Dirigir nos EUA – Dirigir na Flórida - Dirigir em Orlando

Depois do post Viagem a Las Vegas este post sobre dirigir nos EUA é o mais visitado. Muita gente tem dúvidas e curiosidades à respeito do assunto. Muitos desejam viver aqui, outros vêm para estudar e a maioria que procura o post, vêm mesmo a turismo.

Procurando pela internet, estudando muito sobre o assunto e fazendo 1000 perguntas para quem quer que eu tenha a oportunidade, consegui reunir informações importantes sobre o tema. É difícil encontrar alguém que saiba realmente o que está falando ou um site que dê informações corretas. Tem muita informação contraditoria então eu tive que garimpar as informações corretas. Se você quiser saber do não tão prazeirozo processo de tirar a carteira de habilitação da Flórida veja o post Carteira de habilitação da Flórida.

Resolvi redigir esse texto em forma de perguntas e respostas. As perguntas aqui foram retiradas do que os internautas têm digitado no Google.

Perguntas:

1- O que eu preciso para dirigir nos EUA, especialmente na Flórida?
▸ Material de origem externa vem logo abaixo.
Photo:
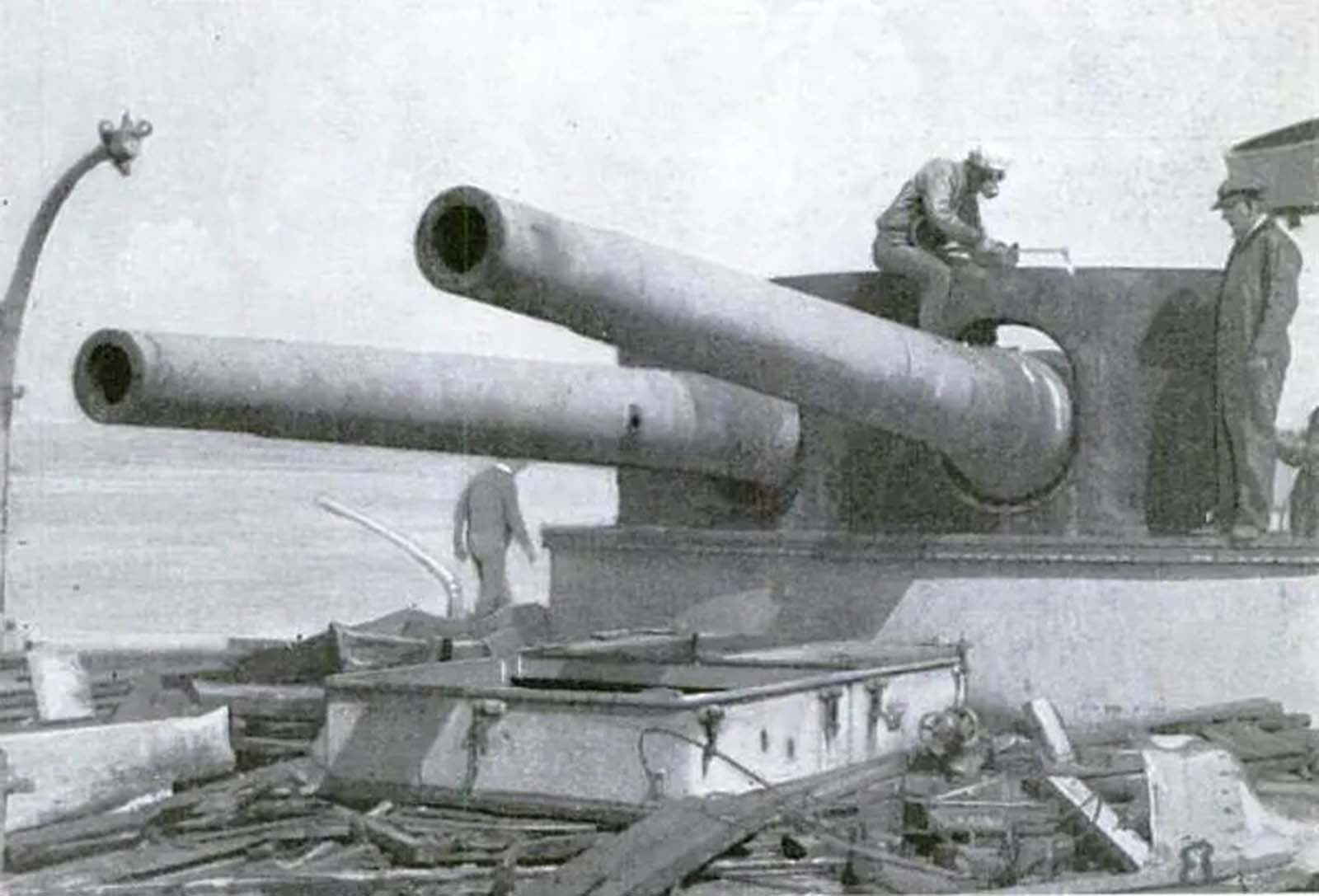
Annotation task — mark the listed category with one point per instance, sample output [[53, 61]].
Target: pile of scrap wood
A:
[[265, 830], [275, 693], [1028, 806]]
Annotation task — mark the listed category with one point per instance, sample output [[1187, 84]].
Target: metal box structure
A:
[[565, 730]]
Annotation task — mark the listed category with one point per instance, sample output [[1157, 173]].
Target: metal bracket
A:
[[710, 718], [831, 700], [962, 671], [486, 713], [892, 715]]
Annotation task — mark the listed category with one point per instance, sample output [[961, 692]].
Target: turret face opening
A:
[[461, 237], [997, 487], [110, 370]]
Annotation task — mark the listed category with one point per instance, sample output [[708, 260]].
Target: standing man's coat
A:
[[486, 520], [1256, 304]]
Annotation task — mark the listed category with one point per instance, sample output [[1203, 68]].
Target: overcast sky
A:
[[297, 143]]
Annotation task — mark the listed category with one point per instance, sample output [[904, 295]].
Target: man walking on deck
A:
[[936, 210], [486, 520], [1256, 303]]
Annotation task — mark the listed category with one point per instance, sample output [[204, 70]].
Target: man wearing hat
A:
[[1256, 303], [936, 210]]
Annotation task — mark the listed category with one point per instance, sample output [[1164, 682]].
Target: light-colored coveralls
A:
[[936, 208], [486, 518]]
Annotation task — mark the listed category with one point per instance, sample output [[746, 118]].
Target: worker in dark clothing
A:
[[486, 520], [1256, 303], [936, 211], [1301, 450]]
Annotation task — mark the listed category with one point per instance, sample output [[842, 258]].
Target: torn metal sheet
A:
[[536, 730]]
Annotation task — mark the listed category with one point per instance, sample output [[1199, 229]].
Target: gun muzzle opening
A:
[[109, 366], [458, 237]]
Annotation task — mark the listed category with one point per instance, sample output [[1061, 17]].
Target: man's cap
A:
[[991, 158], [1244, 185]]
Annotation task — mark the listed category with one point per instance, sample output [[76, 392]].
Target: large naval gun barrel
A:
[[1002, 417], [584, 413]]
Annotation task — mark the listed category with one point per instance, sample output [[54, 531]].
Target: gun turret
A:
[[1002, 419]]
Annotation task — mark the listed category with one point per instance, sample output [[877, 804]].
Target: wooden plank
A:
[[399, 845], [40, 846], [292, 883], [90, 767], [1048, 729], [1230, 870], [1099, 816], [683, 836], [259, 726], [20, 859], [270, 747], [290, 702], [1251, 709]]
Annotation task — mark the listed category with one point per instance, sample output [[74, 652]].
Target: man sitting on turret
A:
[[938, 209]]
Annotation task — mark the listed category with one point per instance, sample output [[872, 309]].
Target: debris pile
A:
[[1022, 805]]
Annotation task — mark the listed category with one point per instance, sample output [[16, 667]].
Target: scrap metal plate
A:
[[542, 730]]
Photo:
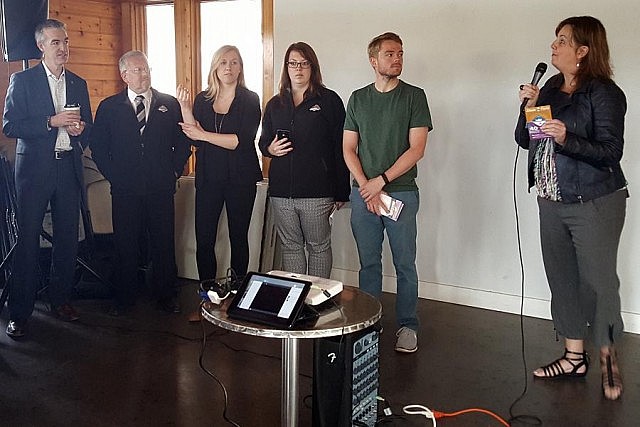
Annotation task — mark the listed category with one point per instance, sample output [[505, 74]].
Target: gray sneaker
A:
[[407, 340]]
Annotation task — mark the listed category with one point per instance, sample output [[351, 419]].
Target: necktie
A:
[[140, 113]]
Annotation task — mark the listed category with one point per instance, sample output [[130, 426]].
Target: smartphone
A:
[[282, 133]]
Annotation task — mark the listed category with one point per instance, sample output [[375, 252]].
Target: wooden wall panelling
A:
[[187, 27], [96, 43]]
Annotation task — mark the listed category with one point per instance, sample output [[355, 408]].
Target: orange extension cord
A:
[[439, 414], [421, 410]]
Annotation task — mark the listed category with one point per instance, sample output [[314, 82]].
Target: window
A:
[[161, 47]]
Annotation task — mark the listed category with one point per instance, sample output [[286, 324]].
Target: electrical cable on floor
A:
[[387, 414], [224, 389], [526, 419], [434, 415]]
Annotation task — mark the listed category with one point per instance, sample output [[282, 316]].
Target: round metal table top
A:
[[353, 310]]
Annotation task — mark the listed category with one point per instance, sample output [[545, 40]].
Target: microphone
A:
[[541, 68]]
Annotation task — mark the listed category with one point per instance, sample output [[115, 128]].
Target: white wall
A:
[[470, 57]]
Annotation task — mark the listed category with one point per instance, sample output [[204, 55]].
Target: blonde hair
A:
[[213, 83]]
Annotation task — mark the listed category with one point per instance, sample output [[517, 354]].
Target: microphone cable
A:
[[525, 419], [216, 379]]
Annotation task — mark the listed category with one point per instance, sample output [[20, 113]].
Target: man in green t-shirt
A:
[[385, 135]]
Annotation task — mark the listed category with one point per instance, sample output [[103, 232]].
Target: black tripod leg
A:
[[5, 291]]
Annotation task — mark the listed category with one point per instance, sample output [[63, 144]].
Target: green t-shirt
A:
[[382, 121]]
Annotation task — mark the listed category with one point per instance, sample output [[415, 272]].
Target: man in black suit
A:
[[48, 170], [140, 148]]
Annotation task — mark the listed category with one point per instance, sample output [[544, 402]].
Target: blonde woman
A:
[[223, 123]]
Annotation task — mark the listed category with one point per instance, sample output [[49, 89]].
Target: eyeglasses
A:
[[140, 70], [296, 64]]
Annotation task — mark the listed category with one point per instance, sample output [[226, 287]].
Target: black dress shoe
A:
[[15, 329], [170, 305], [66, 313]]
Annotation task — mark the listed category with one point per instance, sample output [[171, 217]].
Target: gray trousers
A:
[[580, 250], [304, 223]]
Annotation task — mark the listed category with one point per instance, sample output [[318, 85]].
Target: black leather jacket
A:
[[588, 165], [315, 167]]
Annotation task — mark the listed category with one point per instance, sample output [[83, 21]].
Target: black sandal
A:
[[575, 359], [610, 379]]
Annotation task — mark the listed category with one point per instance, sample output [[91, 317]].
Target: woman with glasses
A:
[[223, 124], [308, 179]]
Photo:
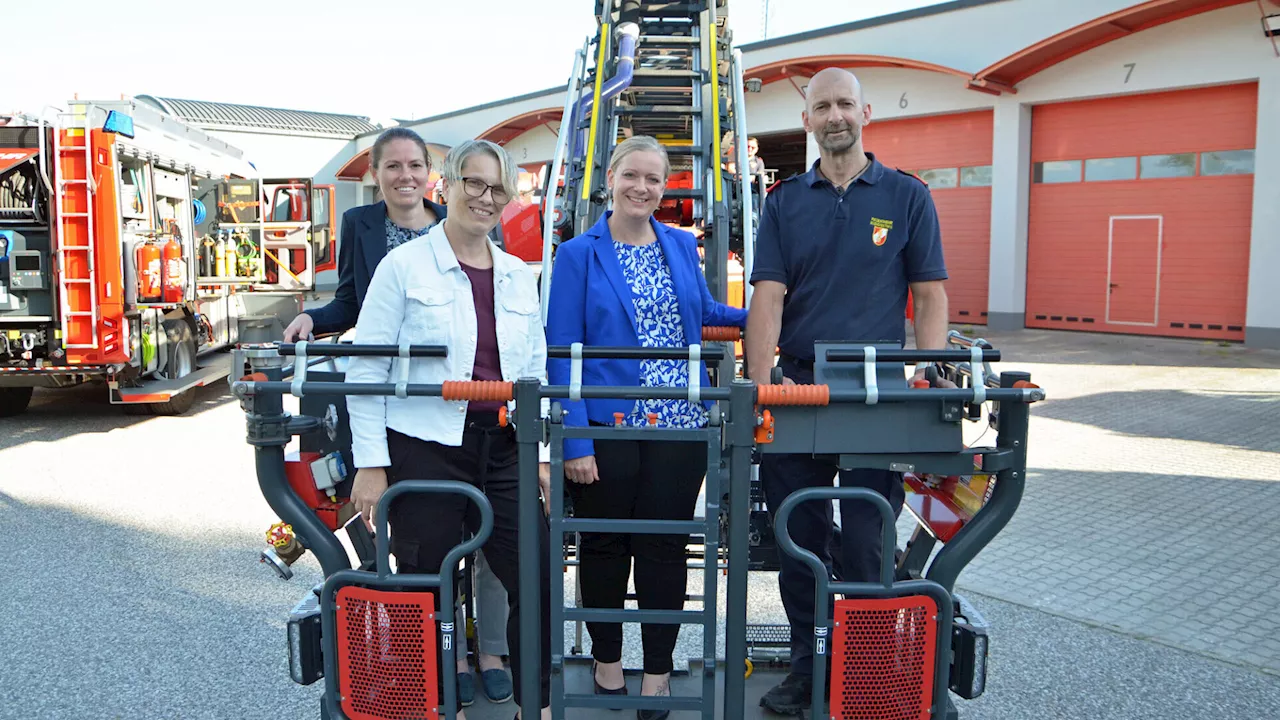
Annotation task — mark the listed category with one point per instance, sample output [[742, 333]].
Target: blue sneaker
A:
[[497, 686], [466, 689]]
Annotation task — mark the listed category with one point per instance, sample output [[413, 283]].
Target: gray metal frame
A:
[[730, 441]]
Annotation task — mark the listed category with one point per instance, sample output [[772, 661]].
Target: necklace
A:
[[841, 186]]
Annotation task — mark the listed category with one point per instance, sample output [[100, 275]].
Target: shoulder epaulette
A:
[[913, 176]]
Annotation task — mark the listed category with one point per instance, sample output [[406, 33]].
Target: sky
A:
[[376, 58]]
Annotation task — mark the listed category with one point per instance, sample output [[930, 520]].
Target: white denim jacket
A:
[[420, 295]]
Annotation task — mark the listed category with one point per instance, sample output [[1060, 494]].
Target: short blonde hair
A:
[[462, 151], [640, 142]]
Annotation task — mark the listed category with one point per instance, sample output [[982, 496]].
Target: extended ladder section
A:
[[73, 208], [663, 69]]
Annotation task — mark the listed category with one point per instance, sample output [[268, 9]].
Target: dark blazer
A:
[[592, 302], [361, 246]]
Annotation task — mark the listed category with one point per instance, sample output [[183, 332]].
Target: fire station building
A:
[[1100, 165]]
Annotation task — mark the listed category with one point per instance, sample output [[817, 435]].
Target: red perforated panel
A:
[[387, 655], [882, 655]]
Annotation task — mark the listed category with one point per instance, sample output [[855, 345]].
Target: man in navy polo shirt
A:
[[837, 250]]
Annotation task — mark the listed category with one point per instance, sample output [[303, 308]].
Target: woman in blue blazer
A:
[[631, 281]]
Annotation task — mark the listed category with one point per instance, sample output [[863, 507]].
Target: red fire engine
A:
[[133, 247]]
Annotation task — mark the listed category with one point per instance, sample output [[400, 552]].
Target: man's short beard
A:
[[840, 145]]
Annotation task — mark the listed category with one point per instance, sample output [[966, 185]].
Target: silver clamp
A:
[[869, 376], [575, 372], [402, 374], [695, 355], [300, 368], [979, 382]]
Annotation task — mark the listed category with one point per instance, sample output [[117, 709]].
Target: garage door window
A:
[[938, 177], [1182, 165], [976, 177], [1057, 171], [1098, 169], [1226, 163]]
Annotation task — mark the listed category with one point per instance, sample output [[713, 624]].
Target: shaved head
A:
[[835, 112], [835, 78]]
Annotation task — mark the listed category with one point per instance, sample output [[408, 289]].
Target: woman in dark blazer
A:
[[631, 281], [401, 165]]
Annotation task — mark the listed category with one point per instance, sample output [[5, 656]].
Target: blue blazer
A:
[[361, 246], [592, 302]]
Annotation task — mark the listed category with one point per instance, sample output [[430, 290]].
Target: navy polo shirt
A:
[[848, 258]]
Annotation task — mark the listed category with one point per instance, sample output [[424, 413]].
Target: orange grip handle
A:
[[792, 395], [476, 390], [721, 333]]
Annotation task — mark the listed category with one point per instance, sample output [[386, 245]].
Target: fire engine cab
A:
[[133, 247]]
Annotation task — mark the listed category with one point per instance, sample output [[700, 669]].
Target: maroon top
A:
[[487, 364]]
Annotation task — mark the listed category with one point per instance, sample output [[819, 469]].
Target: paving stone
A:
[[1151, 468]]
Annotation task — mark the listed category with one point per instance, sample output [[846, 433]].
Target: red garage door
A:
[[1139, 213], [952, 154]]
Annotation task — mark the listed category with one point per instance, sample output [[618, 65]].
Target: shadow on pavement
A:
[[1234, 419], [105, 620], [60, 413]]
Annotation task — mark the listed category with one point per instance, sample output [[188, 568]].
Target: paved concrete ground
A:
[[1152, 493], [1137, 580]]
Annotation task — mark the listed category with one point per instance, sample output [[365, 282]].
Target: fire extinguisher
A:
[[174, 270], [149, 272]]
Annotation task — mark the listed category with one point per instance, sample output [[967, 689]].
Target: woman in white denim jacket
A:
[[452, 287]]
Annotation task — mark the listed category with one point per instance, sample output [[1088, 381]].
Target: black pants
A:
[[644, 481], [425, 527], [812, 524]]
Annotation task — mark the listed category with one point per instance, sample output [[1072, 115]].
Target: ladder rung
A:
[[667, 41], [656, 110], [638, 527], [627, 702], [656, 72], [654, 616]]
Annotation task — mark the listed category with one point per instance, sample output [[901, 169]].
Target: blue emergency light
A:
[[118, 123]]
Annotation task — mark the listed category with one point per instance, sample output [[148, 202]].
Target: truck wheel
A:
[[182, 363], [14, 400]]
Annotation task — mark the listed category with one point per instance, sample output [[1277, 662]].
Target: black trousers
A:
[[812, 524], [643, 481], [425, 527]]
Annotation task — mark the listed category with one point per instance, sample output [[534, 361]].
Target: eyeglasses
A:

A melhor resposta do mundo: “Depende” hehehe. Mas é verdade, depende da sua situação.

Situação 1: Turista. Se você vier como turista, vai precisar da sua habilitação brasileira válida com foto. Você pode dirigir pelo mesmo período que seu visto permite a estadia no país, ou seja, 3 meses. Algumas locadoras exigem a habilitação Internacional, algumas nao.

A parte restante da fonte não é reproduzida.